= Thomas Kennedy of Culzean =

Scottish landowner

Thomas Kennedy of Culzean (died 1602) was a Scottish landowner involved in a feud and a murder victim.

==Background==
He was a son of Margaret Kennedy, Countess of Cassillis and Gilbert Kennedy, 3rd Earl of Cassillis. Thomas Kennedy married Elizabeth McGill, after she divorced Robert Logan of Restalrig. He became a gentleman of the privy chamber of James VI of Scotland in October 1580, and was knighted at the coronation of Anne of Denmark in May 1590.

==Feud==
He was involved in a feud between Cassillis and Bargany Kennedy families. Kennedy was the Tutor of Cassillis, administrator of the estates of his nephew, John Kennedy, 5th Earl of Cassillis. In a battle between these factions, in December 1601, the Earl's men fatally wounded the Laird of Bargany who was returning home from Ayr.

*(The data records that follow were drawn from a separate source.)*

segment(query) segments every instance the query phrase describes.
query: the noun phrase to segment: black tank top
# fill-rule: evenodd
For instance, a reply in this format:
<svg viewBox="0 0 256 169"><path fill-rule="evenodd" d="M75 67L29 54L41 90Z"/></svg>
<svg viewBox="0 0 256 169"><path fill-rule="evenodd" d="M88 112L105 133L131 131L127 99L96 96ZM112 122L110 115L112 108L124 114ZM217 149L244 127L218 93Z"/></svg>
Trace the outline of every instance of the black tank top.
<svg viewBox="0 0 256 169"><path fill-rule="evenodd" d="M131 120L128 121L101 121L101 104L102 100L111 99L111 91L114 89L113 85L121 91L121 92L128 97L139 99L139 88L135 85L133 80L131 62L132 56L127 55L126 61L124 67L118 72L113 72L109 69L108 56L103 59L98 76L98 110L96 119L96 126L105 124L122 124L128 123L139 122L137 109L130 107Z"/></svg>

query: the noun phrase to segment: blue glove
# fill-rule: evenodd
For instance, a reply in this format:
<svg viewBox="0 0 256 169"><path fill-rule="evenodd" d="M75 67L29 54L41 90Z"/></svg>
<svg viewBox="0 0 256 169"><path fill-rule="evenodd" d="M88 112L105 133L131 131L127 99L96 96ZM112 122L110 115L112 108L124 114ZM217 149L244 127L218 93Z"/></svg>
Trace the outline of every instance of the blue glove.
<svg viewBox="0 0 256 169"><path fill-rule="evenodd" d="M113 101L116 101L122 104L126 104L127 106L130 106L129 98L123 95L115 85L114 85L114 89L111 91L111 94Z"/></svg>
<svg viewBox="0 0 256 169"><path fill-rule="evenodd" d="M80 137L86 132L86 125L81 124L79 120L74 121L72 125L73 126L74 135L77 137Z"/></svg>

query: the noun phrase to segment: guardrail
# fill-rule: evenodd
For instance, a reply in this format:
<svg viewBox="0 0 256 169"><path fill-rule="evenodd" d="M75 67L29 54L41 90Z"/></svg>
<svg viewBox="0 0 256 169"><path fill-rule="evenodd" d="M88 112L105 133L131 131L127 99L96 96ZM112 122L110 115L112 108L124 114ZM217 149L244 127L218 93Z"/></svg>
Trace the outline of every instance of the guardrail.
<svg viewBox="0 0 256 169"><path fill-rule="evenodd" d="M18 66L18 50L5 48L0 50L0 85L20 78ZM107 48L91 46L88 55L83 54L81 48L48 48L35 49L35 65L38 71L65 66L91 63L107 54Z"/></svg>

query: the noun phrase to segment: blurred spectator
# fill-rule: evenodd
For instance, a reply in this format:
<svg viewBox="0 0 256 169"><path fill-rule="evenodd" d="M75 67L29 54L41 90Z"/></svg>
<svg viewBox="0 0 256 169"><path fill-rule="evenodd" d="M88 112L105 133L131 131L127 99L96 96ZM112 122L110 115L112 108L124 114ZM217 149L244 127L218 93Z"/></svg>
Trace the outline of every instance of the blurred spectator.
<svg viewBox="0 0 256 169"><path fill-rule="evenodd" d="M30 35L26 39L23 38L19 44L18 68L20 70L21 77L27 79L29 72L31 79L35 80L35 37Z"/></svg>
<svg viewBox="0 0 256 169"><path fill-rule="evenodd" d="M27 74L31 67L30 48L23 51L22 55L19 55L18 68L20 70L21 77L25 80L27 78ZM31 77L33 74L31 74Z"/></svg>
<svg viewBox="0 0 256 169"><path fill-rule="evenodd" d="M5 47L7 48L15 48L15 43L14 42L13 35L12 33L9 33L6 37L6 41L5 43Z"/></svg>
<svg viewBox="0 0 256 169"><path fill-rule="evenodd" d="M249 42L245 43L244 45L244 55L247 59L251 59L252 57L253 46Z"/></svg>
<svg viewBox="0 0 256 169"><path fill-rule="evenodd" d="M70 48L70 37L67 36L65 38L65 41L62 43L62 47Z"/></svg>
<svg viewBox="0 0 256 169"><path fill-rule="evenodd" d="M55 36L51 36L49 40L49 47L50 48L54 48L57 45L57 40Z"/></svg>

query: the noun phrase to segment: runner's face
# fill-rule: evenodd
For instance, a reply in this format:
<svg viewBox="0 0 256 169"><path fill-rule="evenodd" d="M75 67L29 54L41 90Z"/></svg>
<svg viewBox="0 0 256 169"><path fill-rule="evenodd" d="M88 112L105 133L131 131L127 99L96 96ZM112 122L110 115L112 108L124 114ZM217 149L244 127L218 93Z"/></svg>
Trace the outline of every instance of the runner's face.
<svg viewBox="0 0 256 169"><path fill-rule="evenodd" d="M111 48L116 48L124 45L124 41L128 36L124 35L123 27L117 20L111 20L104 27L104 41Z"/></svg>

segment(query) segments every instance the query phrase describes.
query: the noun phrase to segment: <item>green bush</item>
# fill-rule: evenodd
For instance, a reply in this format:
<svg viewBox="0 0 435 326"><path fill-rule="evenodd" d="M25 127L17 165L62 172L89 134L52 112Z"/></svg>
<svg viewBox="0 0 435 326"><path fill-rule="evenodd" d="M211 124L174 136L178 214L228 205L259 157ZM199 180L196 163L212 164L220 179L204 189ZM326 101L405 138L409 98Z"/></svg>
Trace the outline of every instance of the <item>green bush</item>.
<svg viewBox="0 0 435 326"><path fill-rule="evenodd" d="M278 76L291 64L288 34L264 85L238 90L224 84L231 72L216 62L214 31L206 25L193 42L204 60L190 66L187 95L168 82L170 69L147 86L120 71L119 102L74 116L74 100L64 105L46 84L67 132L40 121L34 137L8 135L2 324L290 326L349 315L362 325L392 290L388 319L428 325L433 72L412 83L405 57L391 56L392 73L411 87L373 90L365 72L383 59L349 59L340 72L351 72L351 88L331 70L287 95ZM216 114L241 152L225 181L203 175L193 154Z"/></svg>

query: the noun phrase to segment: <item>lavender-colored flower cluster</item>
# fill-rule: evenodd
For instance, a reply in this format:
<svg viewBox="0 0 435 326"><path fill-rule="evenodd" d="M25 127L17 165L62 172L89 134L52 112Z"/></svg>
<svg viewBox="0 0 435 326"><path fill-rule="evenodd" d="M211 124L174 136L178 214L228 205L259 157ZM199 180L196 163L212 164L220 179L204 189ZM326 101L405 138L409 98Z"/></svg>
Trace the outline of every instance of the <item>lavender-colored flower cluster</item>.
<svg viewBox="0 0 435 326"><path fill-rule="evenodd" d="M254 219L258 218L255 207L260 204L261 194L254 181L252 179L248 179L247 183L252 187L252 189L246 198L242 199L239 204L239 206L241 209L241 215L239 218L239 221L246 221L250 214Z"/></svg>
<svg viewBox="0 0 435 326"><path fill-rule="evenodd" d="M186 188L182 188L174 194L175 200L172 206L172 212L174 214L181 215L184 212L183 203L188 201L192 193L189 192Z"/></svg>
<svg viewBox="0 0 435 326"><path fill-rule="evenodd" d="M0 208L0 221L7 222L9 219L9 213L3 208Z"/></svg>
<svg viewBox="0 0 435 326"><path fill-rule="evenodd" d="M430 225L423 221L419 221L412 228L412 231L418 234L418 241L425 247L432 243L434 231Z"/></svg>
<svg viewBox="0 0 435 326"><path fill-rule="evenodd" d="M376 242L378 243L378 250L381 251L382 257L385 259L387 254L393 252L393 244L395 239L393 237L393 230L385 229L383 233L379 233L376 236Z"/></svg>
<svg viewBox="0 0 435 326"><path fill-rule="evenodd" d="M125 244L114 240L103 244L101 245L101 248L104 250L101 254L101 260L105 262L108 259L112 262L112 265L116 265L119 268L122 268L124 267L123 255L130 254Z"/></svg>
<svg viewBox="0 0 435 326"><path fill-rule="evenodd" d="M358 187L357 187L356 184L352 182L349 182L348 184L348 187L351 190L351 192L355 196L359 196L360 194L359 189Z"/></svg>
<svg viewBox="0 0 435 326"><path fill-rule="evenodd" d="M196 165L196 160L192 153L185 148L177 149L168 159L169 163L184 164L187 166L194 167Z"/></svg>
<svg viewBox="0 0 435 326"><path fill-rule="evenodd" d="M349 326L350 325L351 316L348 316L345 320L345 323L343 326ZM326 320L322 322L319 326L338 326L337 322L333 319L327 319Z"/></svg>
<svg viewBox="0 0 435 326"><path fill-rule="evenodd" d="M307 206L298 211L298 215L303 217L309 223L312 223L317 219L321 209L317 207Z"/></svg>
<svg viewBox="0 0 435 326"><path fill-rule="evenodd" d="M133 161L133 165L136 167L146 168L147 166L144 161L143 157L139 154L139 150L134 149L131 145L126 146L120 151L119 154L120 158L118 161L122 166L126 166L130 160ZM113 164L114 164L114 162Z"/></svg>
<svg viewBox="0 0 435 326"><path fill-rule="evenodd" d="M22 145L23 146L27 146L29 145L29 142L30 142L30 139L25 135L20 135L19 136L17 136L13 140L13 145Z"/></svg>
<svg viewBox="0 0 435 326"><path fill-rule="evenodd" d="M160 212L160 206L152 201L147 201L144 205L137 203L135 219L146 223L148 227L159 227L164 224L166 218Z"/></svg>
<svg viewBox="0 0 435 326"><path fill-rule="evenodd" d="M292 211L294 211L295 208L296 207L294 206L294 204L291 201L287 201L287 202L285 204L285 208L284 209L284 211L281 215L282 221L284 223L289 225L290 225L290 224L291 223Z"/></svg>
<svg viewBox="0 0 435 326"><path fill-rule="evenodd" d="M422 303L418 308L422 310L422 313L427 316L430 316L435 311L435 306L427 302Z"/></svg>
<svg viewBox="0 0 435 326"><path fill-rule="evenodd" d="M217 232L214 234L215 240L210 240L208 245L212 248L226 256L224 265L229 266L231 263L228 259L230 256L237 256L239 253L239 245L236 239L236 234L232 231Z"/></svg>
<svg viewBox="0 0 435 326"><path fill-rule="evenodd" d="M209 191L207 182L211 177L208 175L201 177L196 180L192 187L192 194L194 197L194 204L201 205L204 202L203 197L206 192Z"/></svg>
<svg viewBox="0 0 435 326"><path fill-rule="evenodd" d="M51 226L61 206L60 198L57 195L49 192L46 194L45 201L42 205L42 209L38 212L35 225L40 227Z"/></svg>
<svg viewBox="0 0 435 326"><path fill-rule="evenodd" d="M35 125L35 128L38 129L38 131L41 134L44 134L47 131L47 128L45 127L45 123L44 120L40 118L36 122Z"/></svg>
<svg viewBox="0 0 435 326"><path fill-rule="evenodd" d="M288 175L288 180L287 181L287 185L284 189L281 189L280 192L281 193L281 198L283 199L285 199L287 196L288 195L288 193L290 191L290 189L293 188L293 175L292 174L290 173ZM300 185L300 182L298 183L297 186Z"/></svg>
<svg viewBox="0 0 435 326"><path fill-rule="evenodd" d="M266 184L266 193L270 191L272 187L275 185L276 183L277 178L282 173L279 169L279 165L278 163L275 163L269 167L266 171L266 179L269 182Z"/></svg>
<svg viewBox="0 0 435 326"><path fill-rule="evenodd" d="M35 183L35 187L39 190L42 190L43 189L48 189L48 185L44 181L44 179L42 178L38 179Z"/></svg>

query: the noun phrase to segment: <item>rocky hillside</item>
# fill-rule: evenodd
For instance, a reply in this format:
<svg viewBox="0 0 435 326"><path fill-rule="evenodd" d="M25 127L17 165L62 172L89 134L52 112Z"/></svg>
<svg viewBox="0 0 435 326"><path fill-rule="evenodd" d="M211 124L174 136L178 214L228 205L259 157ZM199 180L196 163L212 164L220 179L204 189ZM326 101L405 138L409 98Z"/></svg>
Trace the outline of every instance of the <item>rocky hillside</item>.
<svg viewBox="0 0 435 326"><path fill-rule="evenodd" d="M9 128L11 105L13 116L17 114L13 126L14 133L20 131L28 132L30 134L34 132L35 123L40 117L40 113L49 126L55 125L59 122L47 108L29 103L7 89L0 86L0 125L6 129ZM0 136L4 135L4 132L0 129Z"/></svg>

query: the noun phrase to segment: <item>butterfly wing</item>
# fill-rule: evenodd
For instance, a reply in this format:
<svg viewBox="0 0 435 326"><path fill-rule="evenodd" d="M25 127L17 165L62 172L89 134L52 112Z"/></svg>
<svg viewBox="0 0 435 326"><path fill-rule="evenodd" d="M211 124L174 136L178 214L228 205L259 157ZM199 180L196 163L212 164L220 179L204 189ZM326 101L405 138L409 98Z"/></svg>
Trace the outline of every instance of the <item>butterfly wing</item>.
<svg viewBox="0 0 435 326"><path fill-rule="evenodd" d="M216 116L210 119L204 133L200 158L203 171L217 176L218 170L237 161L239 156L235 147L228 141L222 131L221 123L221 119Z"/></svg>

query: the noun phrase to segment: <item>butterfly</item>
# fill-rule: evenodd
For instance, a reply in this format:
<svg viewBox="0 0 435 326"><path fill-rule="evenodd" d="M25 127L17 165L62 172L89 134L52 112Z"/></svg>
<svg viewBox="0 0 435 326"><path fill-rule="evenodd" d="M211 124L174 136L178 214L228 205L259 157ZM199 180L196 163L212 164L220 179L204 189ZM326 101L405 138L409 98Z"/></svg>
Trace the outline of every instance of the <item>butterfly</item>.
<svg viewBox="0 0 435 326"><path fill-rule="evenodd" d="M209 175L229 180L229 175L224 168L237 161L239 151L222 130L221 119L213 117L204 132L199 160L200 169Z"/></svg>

Bargany's younger brother, Thomas Kennedy of Drummurchie, murdered Thomas Kennedy at Saint Leonard's Chapel near Ayr on 11 May 1602. The body was taken to Greenan Castle and later buried at Maybole. Culzean's son-in-law, James Mure of Auchindrayne, was executed for the murder.

==Portrait==
A portrait of Thomas Kennedy dated 1592 giving his age as 43, attributed to the Edinburgh-based artist Adrian Vanson, is displayed by the National Trust for Scotland at Culzean Castle. The painting has his arms and a motto "AVISE A LA FIN".